I fuck her harder and press my blood-stained mouth against her moans, marking her, sucking them as her pussy sucks my cock. “Will you be my good little butterfly and come for me one more time?”

She nods with a cry muffled by my lips, and her hips meet my deep thrusts.

“That’s it, darling. Use me. Take what’s yours.”

She crashes and clenches vigorously, violently. I follow her over the edge, spilling every drop inside her.

I stay inside her and lose track of time, both of us breathing hard. Then I pull out carefully.

I clean us both, for her sake only; I want to be covered in her blood and cum forever. I restore the heating pad, even though she might not need it anymore, give her water and more ice cream.

“What about underwear and maybe real food?” she asks.

“Food I can do. Anything you want, I’ll make. I’m an excellent cook. But underwear? I can’t, darling. Please understand. This beauty is too precious to hide. You don’t know how—”

“What if I tell you more about Mason and who Shane really was?”

She’s opening up, and I can’t turn her down. It’s finally happening. My butterfly has learned to surrender to the hands of her protector. She’s just given me her body, and now, she’s giving me her truth. “You got it, darling. Anything for my queen. Tell me. Who Shane really was?”

“You firmly believe that Shane wasn’t my husband. If that’s true, if we never got married, then there’s only one way to explain how we both have the same last name, genius.”

CHAPTER 35

Reagan

The courtroom is smaller than I expected. Quieter. Due to the nature of the case, the judge ordered the trial closed. No reporters. No spectators. Just the essential parties: the judge, the jury, the lawyers, a court stenographer, and the handful of people directly involved.
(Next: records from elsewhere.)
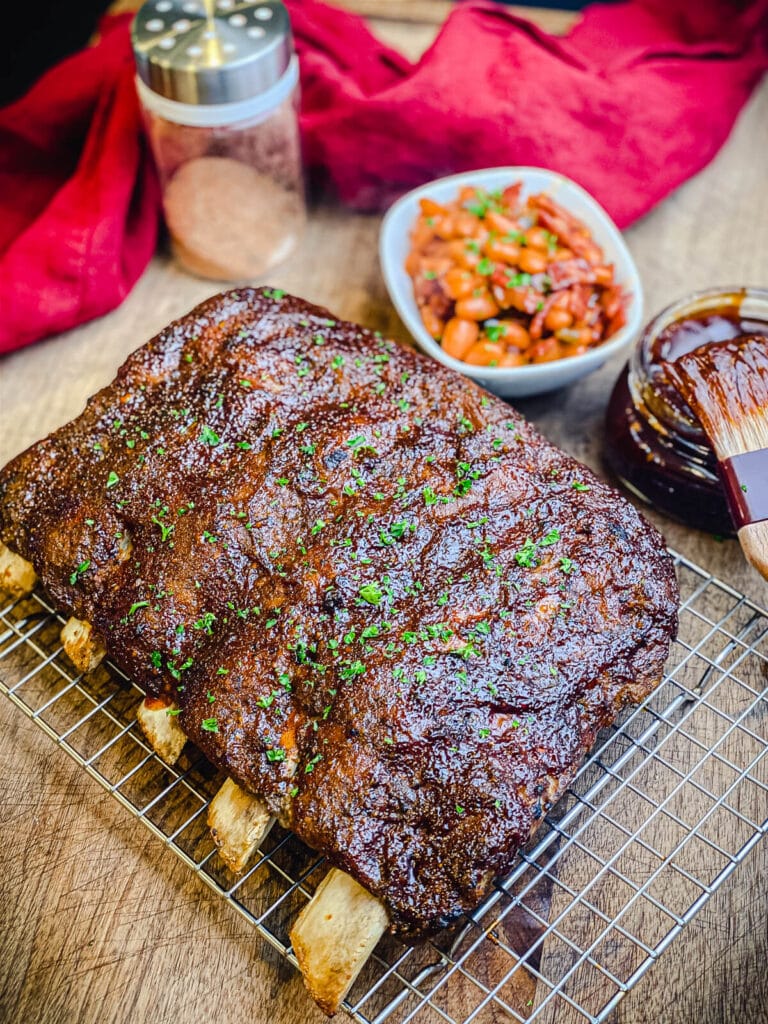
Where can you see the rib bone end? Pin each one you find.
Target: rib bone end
(162, 730)
(17, 578)
(239, 822)
(81, 645)
(334, 935)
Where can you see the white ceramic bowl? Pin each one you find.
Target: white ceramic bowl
(394, 243)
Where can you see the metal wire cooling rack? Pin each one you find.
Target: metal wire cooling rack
(672, 800)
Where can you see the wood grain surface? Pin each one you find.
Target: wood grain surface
(98, 923)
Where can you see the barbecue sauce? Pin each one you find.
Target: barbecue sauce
(654, 443)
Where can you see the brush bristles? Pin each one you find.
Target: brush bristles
(726, 386)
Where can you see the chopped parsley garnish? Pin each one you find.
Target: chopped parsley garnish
(527, 555)
(371, 593)
(209, 436)
(494, 332)
(518, 280)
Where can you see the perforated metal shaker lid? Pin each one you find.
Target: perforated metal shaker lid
(211, 51)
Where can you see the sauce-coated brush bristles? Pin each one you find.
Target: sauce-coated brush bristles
(726, 386)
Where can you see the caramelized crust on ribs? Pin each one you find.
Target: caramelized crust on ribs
(380, 600)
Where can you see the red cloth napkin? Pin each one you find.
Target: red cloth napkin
(639, 96)
(79, 201)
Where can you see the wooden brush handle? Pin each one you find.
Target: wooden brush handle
(754, 541)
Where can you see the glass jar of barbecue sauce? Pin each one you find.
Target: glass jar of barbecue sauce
(654, 443)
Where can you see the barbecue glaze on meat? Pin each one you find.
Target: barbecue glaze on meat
(380, 599)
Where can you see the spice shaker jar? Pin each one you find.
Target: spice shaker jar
(218, 85)
(653, 442)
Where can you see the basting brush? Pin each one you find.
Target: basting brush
(726, 386)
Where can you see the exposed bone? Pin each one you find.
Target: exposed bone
(239, 822)
(17, 577)
(161, 728)
(334, 935)
(82, 645)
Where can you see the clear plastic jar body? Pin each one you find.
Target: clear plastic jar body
(233, 189)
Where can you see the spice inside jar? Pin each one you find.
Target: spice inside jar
(219, 95)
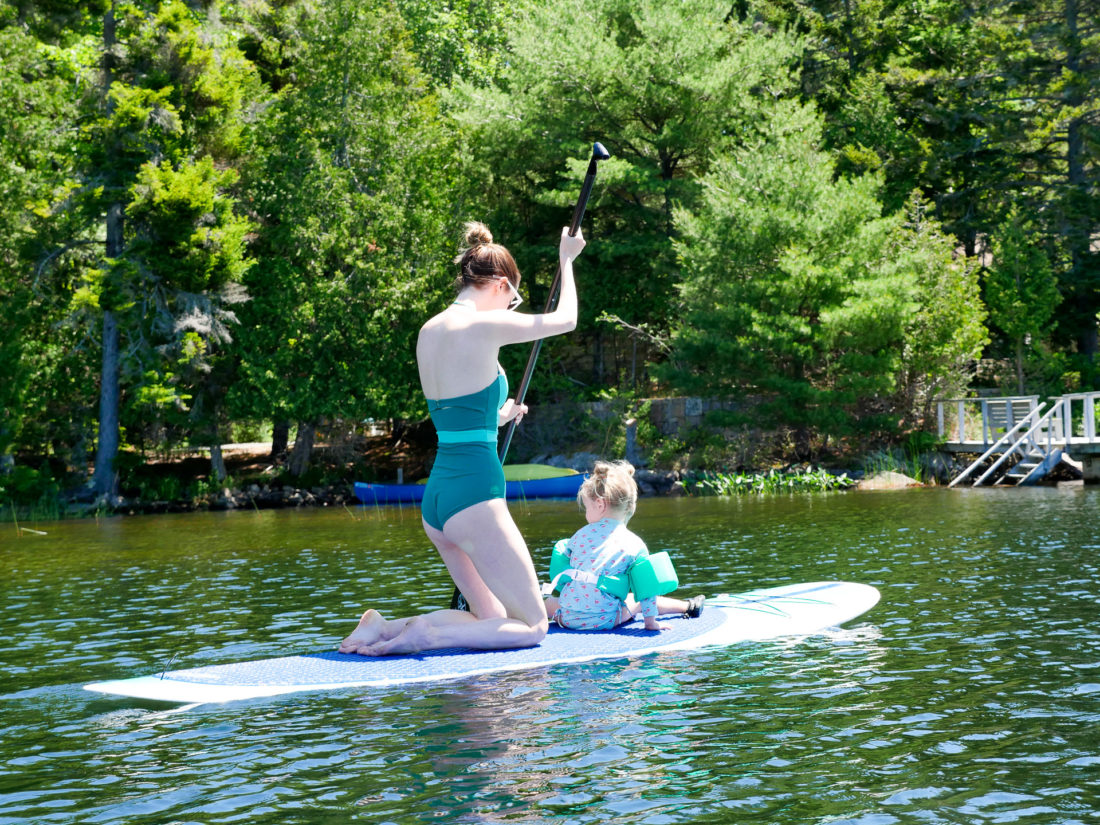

At the defense table is Shane.

He sits in a suit that doesn’t fit him right. His lawyer whispers something in his ear, but Shane isn’t listening. He’s staring at me. Those blue eyes that have done nothing but lie now burn with something that looks a lot like betrayal.

I look away.

Mason takes the stand first. He’s wearing a button-down shirt and khakis. Slicked-back hair. He looks uncomfortable as the prosecutor, a sharp-faced woman named Margaret Floyd, stands before him.

“Mr. Bloom, how do you know the defendant?”

“Blue, I mean, Shane, is my neighbor. We grew up together. Joined the same MC.”

“And you were expelled from that MC about eighteen months ago, correct?”

“Yes, ma’am.”

“Can you tell the court why?”

“Objection,” Shane’s lawyer, Gonzales, says. “Relevance.”

“Overruled,” the judge says. “You may answer the question, Mr. Bloom.”

Mason’s jaw tightens. “Shane accused me of having sex with Reagan. He planted photos on my phone to make it look real. Reagan tried to tell the truth, that nothing ever happened between us, but Shane convinced the club she was just scared of me, that I’d threatened her. The club believed him and kicked me out.”